ATLANTA, GEORGIA - AUGUST 06: A view of the sign of Center for Disease Control headquarters is seen in Atlanta, Georgia, United States on August 06, 2022. (Photo by Nathan Posner/Anadolu Agency via Getty Images)
(Credit: Anadolu Agency / Contributor / Getty Images)
ATLANTA, GEORGIA - AUGUST 06: A view of the sign of Center for Disease Control headquarters is seen in Atlanta, Georgia, United States on August 06, 2022. (Photo by Nathan Posner/Anadolu Agency via Getty Images)
(Credit: Anadolu Agency / Contributor / Getty Images)

Senior living experts have welcomed revised COVID-19 infection prevention and control guidance for healthcare settings, saying it provides more flexibility for providers to respond to current local conditions.

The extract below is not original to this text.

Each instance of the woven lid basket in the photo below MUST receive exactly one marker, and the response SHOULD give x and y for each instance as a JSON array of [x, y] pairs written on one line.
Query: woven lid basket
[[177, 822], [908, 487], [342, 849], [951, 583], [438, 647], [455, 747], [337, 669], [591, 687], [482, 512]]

In updated guidance released late Friday, the US Centers for Disease Control and Prevention now offers assisted living the option of following either the COVID-19 healthcare settings recommendations or more flexible congregate care setting recommendations. The decision comes down to how a state categorizes assisted living communities.

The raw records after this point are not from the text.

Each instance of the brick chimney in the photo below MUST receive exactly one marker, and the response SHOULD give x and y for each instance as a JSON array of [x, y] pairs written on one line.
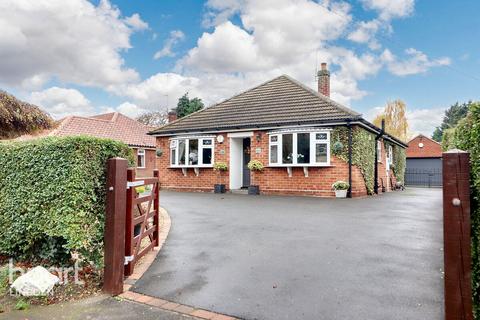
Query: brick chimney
[[324, 80], [172, 116]]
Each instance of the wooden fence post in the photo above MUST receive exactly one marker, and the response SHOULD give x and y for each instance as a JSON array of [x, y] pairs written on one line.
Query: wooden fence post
[[114, 244], [456, 233], [156, 207], [129, 227]]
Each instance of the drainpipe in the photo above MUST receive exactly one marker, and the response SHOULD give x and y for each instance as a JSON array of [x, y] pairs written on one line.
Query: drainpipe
[[379, 135], [349, 192]]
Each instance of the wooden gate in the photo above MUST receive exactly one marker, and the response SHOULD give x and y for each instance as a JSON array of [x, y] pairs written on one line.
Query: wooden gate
[[131, 222], [141, 218]]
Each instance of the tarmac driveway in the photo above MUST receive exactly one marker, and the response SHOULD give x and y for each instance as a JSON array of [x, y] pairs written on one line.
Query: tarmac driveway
[[270, 257]]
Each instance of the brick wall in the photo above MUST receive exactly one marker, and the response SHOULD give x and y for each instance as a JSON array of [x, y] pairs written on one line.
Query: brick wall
[[271, 180]]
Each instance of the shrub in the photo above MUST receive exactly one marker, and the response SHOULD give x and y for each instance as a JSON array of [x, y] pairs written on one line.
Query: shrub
[[340, 185], [466, 136], [255, 165], [52, 196], [220, 166]]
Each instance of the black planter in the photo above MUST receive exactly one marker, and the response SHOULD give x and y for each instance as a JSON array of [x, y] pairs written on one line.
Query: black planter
[[219, 188], [254, 190], [136, 230]]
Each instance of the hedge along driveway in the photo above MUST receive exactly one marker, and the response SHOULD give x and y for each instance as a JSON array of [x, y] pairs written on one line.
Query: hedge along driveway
[[52, 196], [269, 257]]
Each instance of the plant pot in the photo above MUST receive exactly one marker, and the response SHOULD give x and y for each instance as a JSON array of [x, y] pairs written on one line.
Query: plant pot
[[219, 188], [341, 193], [254, 190], [136, 229]]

In general, long-term care settings — including assisted living settings — where staff provide non-skilled personal care should follow community prevention strategies based on COVID-19 community transmission levels, similar to independent living and other non-healthcare congregate settings.

According to LeadingAge, this guidance allows providers to “adjust interventions earlier, mitigating the strain on the healthcare system and protecting the vulnerable individuals seeking care in healthcare settings.” The CDC also recommends that communities check those transmission rates weekly.

It takes a village … into consideration

American Seniors Housing Association President and CEO David Schless said that the revised guidance reflects the current state of treatments and prevention and ties approaches to community transmission levels.

“COVID-19 community levels help individuals and communities decide which prevention actions to take based on the latest information,” Schless told McKnight’s Senior Living. “ASHA is hopeful that state and local authorities will update their COVID-19 guidance in accordance with the CDC.”

Argentum Senior Vice President of Public Policy Maggie Elehwany told McKnight’s Senior Living that the association called for the CDC to “accurately characterize and distinguish assisted living from skilled nursing facilities and others in the long-term care sector.”

“We are both appreciative and strongly encouraged by the CDC’s recognition that guidance specific to assisted living is warranted,” Elehwany said. “These CDC changes are appropriate and will empower senior living providers to effectively manage COVID-19 by working with local health departments, similar to how we manage other infectious diseases.”

She said that assisted living communities were “too often lumped together” with skilled nursing, with the government failing to recognize that assisted living communities are residents’ “homes” that should not be regulated similar to nursing homes and hospitals. 

During a Monday membership update call, LeadingAge Director of Nursing Home Quality and Policy Jodi Eyigor said that LeadingAge was pleased with the updated recommendations and that she hopes that the CDC and the Centers for Medicare & Medicaid Services continue to find a balance between the safety and the well-being of residents and staff members. 

Shot or not shot

One of the biggest changes, Eyigor said, is that recommendations for healthcare settings are no longer based on vaccination status. Source control, quarantine/work restrictions and screening are now the same for all individuals, regardless of whether someone is up to date with COVID-19 vaccinations.

The CDC also no longer recommends active screening of staff members and visitors. Instead, healthcare settings can opt for passive screening techniques, including signage describing symptoms and advising individuals — especially workers — how to manage themselves if they experience an exposure or test positive for COVID-19.

Masking and broader personal protective equipment use continues to be recommended in healthcare settings in areas of high community transmission, or if a worker or resident has been exposed to or tests positive for COVID-19. But universal masking is no longer required in healthcare settings where community transmission is substantial, moderate or low. The only exception is for individuals confirmed or suspected of having COVID-19, or if they are experiencing any other respiratory illness, including a cold or influenza.

Routine screening of asymptomatic healthcare workers based on community transmission rates also is being dropped, although state laws and individual community policies can require routine screening as an “additional precaution.” A series of three tests at specific intervals is recommended for residents and staff following SARS-CoV-2 exposure, regardless of vaccination status. 

The American Health Care Association / National Center for Assisted Living noted that the CDC also updated its strategies to mitigate healthcare personnel staffing shortages. Asymptomatic healthcare workers with higher-risk exposures do not have to quarantine, regardless of their vaccination status. 

In general, asymptomatic healthcare workers exposed to SARS-CoV-2, regardless of vaccination status, have no work restrictions as long as they do not develop symptoms or test positive.

In addition, the CDC now recommends dedicated COVID-19 units and staffing if cases are high and staffing shortages are not at crisis levels.